Targett’s voice faltered and his face grew visibly paler as he turned to Surgenor. “The centre of gravity, Dave– we can shift it.

“Enough?” Surgenor stared back at him through a spray of galaxies. “The equivalent of thirty million light-years?”

“That’s the width of a little finger– we’re big boys now, Dave.” Targett smiled the thin, cool smile of a man who has transcended his mortal destiny. “The calculations should be easy for Aesop, and even if we miss our chance on this cycle, we can try again next time round.” Four days later, the survey ship Sarafand–having once again engulfed the entire universe and imploded back into it–materialized in normal-space near a yellow sun. After a brief pause it began its slow, patient approach to the landing field in Bay City, on the planet called Delos.

CHAPTER TWENTY

“Hear these words, Aesop,” Surgenor said. He had finished packing his belongings into his single woven-glass travelling case, and was ready to quit the room which had been his only permanent home for almost twenty years. The room was small and plain, little more than a metal box equipped with a few basic amenities, but at the last moment he felt reluctant to leave.

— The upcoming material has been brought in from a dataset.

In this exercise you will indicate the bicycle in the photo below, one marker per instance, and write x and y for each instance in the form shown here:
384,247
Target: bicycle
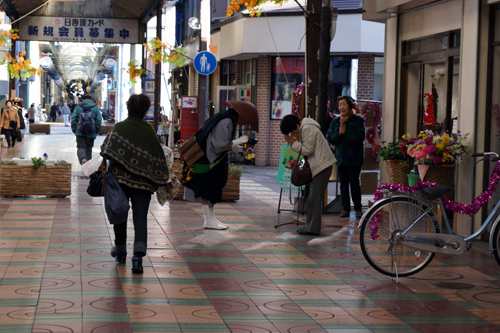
410,233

“I’m listening to you, Dave.” Aesop’s voice seemed louder than usual, due to the quietness of the ship.

“I…This is probably the last time I’ll be speaking to you.”

“As you are about to leave the ship, and I am due to be decommissioned in sixteen minutes from now, it is certainly the last time you will be speaking to me. What do you want?”

“Well…’ Surgenor considered the utter stupidity of saying goodbye to a computer or asking it how it felt about its imminent death. “I think I just wanted to see if you were still functioning.”

There was a protracted silence, then Surgenor realized that Aesop– having demonstrated that he was still fully operative– considered that no further words were necessary. It’s only logical, Surgenor thought, picking up his case. He left the room, walked along the bow-shaped corridor and went down the companionway into the empty mess. Extra tables had been set up in it, and they were still littered with empty glasses and plates left over from the morning’s Press reception. A half-smoked cigar had been trodden into the floor and Surgenor kicked it out of his way as he went to the stair and proceeded down it to the hangar deck.

For public safety reasons, a ring of red-painted stanchions linked by white rope had been set up around the gaping hole which he and the others had burned through the deck. Part of the tool store wall had been cut away too, the heat-rippled metal testifying to the speed at which the work had been carried out. Surgenor stared down into the darkness of the exposed engine bays, thinking about the hours of frantic, concerted activity which had wreaked so much havoc on the Sarafand’s structure.